For these uses, the process you describe is probably best, with one possible change: Instead of "finding the mappings between the unknown symbols and the real ones", simply run the scan forward to find the text of each "Delete" then run it backward to find the text of each "Insert".
In other words:
Start with the initial text and process the changes in order. For each insert, insert '?' symbols. For each delete, remove the specified number of symbols and record them as the text deleted.
Start with the final text and process the changes in reverse order. For each delete, insert '?' symbols. For each insert, remove the specified number of symbols and record them as the text inserted.
When this is complete, all of your "Insert" and "Delete" change entries will have the associated text to the best of our knowledge, and any text that was inserted and immediately deleted will be '?' symbols.
To get the difference
This is more appropriate for revision marking or version comparison.
For these uses, simply use the text change information to compute a set of integer ranges in which changes might be found, then use a standard diff algorithm to find the actual changes. This tends to be very efficient in processing incremental changes but still gives you the best updates.
This is particularly nice when you paste in a replacement paragraph that is almost identical to the original: Using the text change information will indicate the whole paragraph is new, but using diff (ie. this technique) will mark only those symbol runs that are actually different.

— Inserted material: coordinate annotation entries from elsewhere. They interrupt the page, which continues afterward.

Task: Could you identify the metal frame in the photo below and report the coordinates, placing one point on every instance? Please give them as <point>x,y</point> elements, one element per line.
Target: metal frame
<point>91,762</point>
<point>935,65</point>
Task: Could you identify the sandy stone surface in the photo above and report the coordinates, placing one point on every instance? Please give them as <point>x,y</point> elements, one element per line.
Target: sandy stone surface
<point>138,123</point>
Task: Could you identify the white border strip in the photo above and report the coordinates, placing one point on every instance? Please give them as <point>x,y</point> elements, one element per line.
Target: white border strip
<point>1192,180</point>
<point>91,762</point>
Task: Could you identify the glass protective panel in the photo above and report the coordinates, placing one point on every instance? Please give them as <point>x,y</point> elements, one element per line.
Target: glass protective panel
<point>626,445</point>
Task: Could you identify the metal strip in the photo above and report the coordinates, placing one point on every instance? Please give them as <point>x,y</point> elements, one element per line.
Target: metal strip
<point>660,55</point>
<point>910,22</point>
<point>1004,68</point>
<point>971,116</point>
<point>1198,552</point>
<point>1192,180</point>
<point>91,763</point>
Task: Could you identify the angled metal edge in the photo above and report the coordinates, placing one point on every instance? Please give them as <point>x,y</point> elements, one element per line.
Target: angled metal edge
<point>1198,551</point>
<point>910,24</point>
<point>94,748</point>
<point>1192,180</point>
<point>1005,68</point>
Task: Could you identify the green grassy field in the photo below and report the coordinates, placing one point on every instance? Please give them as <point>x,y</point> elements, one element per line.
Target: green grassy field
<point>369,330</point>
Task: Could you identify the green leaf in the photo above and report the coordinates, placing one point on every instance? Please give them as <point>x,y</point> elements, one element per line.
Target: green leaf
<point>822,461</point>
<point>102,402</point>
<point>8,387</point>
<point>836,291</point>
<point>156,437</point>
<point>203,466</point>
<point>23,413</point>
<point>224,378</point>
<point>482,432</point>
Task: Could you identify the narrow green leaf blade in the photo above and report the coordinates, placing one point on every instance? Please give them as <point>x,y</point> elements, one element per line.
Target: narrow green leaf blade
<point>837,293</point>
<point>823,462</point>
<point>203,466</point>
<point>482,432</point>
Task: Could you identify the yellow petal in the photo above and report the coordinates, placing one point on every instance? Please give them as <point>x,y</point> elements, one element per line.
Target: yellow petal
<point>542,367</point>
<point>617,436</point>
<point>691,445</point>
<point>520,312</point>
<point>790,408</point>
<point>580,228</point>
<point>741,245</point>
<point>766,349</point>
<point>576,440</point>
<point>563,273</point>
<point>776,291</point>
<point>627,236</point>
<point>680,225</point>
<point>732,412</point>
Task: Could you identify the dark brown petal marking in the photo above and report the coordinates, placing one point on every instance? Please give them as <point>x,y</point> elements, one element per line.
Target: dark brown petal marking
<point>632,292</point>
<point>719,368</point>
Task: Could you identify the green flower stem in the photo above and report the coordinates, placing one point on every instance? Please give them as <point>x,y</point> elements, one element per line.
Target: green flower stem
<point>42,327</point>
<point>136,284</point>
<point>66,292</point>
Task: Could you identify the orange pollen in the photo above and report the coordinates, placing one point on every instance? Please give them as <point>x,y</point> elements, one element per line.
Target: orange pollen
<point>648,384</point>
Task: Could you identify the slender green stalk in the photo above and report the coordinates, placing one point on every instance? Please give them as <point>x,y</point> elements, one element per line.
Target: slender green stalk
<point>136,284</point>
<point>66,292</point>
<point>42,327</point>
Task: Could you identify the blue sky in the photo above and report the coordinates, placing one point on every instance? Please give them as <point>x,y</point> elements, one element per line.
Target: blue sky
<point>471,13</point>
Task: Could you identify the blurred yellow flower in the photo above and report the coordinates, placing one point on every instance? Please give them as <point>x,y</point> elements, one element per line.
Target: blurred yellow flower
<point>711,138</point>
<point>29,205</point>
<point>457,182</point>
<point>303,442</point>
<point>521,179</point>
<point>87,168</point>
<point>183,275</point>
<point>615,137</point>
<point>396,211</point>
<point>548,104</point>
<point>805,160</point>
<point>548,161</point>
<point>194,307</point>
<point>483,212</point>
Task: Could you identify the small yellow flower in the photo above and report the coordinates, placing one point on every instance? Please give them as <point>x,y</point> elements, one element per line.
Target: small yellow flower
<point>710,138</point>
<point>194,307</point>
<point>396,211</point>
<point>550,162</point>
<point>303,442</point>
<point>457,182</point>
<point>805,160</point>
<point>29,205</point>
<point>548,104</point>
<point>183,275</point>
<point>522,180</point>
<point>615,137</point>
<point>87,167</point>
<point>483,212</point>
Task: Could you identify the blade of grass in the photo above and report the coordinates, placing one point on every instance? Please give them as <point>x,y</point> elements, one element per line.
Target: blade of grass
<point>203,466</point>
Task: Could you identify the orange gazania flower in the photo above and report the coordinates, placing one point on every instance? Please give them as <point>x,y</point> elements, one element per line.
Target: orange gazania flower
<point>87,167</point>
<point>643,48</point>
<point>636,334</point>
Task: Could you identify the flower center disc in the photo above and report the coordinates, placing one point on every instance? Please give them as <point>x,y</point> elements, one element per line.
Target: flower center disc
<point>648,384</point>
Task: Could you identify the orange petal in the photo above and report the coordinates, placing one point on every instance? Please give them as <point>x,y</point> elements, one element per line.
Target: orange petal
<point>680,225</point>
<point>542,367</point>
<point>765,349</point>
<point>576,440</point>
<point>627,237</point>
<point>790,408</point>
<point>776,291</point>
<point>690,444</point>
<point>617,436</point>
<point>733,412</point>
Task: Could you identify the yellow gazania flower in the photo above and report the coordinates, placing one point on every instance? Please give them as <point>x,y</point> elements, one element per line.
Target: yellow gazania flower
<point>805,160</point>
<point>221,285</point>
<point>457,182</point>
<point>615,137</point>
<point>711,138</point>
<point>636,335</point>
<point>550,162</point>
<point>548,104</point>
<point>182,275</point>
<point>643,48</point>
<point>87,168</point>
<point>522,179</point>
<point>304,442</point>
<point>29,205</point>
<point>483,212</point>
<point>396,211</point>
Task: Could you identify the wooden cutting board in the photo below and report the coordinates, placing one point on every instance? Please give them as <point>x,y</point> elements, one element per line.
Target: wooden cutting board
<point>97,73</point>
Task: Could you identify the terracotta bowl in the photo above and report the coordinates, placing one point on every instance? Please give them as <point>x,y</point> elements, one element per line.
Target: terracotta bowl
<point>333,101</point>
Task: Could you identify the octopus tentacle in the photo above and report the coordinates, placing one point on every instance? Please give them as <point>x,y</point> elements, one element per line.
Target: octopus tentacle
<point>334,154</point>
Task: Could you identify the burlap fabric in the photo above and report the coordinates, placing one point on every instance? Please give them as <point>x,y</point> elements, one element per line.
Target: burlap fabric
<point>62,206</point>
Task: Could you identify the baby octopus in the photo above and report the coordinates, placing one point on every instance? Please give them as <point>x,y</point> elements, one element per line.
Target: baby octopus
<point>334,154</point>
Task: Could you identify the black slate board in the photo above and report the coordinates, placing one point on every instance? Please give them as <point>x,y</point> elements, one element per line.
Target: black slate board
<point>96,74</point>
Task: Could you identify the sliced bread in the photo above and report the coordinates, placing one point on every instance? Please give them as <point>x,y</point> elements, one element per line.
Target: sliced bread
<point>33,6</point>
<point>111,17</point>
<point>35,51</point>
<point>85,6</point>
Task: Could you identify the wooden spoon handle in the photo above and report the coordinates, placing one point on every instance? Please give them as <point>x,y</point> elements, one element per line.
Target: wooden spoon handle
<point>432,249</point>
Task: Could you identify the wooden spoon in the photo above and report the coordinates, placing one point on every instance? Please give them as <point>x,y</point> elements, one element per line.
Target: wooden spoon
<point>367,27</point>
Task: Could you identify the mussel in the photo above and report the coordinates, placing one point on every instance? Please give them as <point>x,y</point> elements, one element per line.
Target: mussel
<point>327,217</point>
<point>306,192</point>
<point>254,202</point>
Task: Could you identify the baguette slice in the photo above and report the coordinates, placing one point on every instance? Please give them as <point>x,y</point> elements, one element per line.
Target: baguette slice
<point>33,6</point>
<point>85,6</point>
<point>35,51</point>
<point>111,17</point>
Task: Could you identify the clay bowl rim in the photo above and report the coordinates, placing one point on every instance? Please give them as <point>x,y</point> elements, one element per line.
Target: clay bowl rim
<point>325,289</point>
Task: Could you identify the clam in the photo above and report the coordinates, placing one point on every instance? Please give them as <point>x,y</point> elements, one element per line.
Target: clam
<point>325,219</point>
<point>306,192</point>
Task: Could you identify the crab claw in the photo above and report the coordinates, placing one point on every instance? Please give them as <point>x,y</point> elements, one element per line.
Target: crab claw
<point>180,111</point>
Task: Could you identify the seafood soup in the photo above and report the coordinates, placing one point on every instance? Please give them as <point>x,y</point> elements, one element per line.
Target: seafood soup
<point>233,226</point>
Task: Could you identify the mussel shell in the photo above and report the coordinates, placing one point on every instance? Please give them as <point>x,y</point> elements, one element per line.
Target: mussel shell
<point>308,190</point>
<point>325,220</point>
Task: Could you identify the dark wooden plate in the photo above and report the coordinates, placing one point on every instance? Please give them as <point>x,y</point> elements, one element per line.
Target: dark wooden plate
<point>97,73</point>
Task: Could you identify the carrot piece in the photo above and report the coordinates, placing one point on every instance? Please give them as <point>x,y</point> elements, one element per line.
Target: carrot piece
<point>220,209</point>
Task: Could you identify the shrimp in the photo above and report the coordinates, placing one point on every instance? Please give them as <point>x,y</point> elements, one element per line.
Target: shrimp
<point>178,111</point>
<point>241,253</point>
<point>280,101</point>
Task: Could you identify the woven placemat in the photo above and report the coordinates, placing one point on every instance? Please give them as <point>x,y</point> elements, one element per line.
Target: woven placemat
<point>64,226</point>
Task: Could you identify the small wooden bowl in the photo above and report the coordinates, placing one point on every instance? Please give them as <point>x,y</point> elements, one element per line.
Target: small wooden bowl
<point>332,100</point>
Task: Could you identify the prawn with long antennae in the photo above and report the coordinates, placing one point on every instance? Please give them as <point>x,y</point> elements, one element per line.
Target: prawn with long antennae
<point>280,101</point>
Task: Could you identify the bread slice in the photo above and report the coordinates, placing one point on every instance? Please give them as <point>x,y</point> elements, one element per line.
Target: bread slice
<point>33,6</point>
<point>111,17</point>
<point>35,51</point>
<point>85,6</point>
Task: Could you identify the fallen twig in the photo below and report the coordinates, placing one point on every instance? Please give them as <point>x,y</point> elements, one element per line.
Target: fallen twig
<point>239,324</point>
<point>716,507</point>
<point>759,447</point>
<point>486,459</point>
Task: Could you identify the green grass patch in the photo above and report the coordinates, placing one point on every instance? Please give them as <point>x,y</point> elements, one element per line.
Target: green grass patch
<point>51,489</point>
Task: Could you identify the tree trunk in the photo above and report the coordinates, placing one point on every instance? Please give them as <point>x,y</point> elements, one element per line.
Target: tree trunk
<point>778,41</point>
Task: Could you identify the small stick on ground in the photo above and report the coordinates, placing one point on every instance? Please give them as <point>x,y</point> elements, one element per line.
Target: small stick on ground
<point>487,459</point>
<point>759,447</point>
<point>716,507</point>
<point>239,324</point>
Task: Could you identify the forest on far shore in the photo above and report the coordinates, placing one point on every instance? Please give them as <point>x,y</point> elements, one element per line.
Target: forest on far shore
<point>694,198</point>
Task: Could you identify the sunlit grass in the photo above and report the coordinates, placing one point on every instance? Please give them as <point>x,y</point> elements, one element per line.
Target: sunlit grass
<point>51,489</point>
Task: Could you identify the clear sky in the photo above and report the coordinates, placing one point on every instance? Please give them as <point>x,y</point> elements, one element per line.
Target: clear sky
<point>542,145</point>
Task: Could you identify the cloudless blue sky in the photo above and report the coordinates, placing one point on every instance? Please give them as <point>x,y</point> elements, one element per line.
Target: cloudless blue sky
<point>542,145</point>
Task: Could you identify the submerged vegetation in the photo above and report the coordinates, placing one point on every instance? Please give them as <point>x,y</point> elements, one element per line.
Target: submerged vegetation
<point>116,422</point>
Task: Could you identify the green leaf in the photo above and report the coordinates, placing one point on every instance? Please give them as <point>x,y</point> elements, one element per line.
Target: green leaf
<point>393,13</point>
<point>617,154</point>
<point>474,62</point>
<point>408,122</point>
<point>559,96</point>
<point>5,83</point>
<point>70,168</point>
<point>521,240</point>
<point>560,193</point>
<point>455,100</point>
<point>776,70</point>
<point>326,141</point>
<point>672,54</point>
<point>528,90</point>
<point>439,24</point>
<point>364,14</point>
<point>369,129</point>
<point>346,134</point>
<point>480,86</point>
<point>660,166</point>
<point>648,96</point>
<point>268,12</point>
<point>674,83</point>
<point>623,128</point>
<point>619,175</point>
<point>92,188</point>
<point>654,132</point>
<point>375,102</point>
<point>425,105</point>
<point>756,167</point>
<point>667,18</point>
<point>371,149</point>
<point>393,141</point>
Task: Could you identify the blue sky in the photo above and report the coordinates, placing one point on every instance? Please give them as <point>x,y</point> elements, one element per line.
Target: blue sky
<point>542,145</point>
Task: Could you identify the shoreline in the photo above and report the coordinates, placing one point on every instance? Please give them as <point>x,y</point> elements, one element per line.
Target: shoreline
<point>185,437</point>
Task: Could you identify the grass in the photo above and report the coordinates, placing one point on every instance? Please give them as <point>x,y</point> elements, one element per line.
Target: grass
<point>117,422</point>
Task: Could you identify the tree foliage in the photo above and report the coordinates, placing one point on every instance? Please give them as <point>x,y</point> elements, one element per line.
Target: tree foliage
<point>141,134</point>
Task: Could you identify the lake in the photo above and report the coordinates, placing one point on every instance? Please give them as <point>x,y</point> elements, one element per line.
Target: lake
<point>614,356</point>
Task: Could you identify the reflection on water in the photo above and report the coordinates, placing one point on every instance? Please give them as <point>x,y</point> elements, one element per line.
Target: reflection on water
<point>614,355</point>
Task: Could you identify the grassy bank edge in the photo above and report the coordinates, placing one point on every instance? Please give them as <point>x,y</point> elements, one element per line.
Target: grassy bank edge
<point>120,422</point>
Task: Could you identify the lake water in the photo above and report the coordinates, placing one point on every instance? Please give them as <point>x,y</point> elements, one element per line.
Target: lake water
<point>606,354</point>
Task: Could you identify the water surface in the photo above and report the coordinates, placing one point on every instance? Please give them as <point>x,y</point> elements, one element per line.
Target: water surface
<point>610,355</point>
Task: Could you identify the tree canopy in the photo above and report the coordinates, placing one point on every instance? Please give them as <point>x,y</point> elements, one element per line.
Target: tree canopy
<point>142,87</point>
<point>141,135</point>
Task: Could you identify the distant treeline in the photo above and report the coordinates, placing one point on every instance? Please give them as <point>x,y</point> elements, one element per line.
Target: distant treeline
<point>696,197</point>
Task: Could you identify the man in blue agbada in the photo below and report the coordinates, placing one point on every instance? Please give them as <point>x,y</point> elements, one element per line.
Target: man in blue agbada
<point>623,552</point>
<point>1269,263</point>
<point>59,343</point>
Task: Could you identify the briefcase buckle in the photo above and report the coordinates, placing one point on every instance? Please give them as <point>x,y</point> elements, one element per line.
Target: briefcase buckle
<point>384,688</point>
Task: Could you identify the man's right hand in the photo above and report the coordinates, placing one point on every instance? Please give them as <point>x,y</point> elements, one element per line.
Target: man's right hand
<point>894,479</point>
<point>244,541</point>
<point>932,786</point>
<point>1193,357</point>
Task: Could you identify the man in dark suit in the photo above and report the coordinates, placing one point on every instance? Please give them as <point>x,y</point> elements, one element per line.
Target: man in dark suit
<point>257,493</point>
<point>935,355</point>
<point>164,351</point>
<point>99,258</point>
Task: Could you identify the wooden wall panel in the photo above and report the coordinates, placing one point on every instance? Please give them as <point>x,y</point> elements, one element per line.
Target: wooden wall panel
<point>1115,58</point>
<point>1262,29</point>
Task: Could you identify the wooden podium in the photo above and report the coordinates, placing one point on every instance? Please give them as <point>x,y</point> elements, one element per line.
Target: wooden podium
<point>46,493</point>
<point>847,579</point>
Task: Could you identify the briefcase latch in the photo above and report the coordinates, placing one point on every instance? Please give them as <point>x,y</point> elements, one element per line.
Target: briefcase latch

The code for computing the change range is simple: Represent the change as four integers (oldstart, oldend, newstart, newend). Run through each change:
- If changestart is before newstart, reduce newstart to changestart and reduce oldstart an equal amount
- If changeend is after newend, increase newend to changeend and increase oldend an equal amount
Once this is done, extract range [oldstart, oldend] from the old document and the range [newstart, newend] from the new document, then use the standard diff algorithm to compare them.